I guess when it comes to my daily life here, I could go for a little anonymity sometimes.
For example, one of the faculty at one of my schools (we'll call her x-sensei) likes to keep her eyes peeled for me around town. Not only this, but x-sensei likes to inform me every week that she saw me doing this or that with person A or person B. She then interrogates me. "Where were you going?" "What were you doing?" "Who was that?" "Was that your boyfriend?" I honestly think that she is trying to be friendly and strike up a conversation, but this constant haranguing becomes tiresome every week.
Also, x-sensei fails to realize that just because she has seen a white girl running about town doesn't necessarily mean it was me. There are other ALTs living in the area, too.
Some of my close Japanese friends have confided that a lot of people are just super curious about me because I look so different from everyone else (i.e. not Asian).
There's an added layer of curiosity due to the fact that I am a foreign woman. Let's remember here people, that women's lib. was not very big in Japan. To be フェミニスト (feminist) is to be associated with all the negative historical aspects of being コミュニスト (communist). Which is a very strange association, I know. It has a lot to do with the fact that in Japanese, the words have a similar pronunciation. Despite this fact, life as a single young foreign woman in Japan is a significantly different experience than being a single young foreign man.
People will whistle at you on the street. They will flirt with you. You will get hit on by men who are at least twice your age. People will try to drunkenly grab at you. If you encounter any kind of sexual misconduct and report it, you have a 90% chance that nothing at all will be done to solve your problem. 90% of the time you will be at fault for being "so cute" or just plain foreign.

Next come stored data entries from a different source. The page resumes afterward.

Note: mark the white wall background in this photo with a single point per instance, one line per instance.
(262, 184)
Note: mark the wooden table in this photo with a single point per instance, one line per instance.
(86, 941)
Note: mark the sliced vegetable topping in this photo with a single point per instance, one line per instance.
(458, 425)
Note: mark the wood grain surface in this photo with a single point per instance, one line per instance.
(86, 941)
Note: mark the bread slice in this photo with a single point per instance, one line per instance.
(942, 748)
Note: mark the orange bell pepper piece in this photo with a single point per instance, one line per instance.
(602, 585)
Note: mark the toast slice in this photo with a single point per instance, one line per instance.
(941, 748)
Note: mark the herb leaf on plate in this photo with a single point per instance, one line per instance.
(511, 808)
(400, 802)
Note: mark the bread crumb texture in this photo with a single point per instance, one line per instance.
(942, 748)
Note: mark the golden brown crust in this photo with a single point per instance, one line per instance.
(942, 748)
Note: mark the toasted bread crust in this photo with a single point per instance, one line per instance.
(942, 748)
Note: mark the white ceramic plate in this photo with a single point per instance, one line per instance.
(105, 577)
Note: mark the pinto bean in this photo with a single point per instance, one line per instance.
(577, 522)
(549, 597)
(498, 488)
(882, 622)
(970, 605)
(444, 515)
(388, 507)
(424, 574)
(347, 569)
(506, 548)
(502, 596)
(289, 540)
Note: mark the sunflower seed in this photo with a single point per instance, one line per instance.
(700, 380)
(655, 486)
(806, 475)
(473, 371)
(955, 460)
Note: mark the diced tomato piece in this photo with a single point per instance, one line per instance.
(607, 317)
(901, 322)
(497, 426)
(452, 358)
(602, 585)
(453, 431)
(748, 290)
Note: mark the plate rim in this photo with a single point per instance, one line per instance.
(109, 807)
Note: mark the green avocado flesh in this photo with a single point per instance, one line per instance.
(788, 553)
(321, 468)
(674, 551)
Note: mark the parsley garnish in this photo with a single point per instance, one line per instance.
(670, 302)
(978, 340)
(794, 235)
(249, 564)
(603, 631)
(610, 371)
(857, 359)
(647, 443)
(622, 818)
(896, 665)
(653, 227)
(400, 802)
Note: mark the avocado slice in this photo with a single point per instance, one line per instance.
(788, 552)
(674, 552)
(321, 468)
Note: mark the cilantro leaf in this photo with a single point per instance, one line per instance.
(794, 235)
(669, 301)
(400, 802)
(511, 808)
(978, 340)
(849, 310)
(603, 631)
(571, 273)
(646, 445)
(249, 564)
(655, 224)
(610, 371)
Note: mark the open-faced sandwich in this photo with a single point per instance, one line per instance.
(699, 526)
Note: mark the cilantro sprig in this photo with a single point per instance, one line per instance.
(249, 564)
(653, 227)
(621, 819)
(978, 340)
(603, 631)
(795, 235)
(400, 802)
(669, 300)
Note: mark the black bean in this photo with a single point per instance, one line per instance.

It is best to know your surroundings, have your wits about you, and to not allow any kind of vulnerability occur.
I'm always paranoid that someone is following me. When you stick out like a sore thumb it's easy to get this way. I proceed with extra caution so that people do not follow me home.
There have been some unfortunate incidents in the past with some other foreign women working here. When I lived here two years ago, a British woman who was teaching English in Tokyo was murdered. Her killer is still at large. Supposedly he was last spotted in the Phillipines, but I don't believe any of that B.S.

It's OK to be curious. However, staring and gossiping is just plain rude. Curiosity can turn into obsession... which can be dangerous.
Am I afraid of living in Japan? A country with one of the lowest crime rates (well... we can dispute this in another post) in the world? Maybe the fact that I'm so far away from familiar setting is what makes me uncomfortable. In theory I shouldn't be afraid, but man, when people are watching your every move its hard not to get wierded out.

Sometimes I like to stare back or if I'm having a particularly bad day, I flip them the bird. Or I'll ask just as uncomfortable questions.

How about you? Have you guys had bad experiences? Do tell!


  1. I agree with this post!

    Also, that girl who was murdered lived in Ichikawa, where I'm living right now. D:

  2. It's funny you mention your interrogator. I have one of those at my school as well. Sometimes it's the "what did you do" "where did you go" routine that you mention. It used to be even worse though, because he would often ask the same dumb question multiple times a week. "Did you ride your bike to school today?" "No, genius, I drove a lime green Ferrari with gull doors, PS please ask me this question tomorrow".

    I honestly think it is just a strong desire of some of the teachers to practice their English, mixed with terrible social skills. It's a fearful combination.

  3. How interesting! And eye-opening! Yet, the pluses must outweigh the negatives, or you wouldn't stay, right?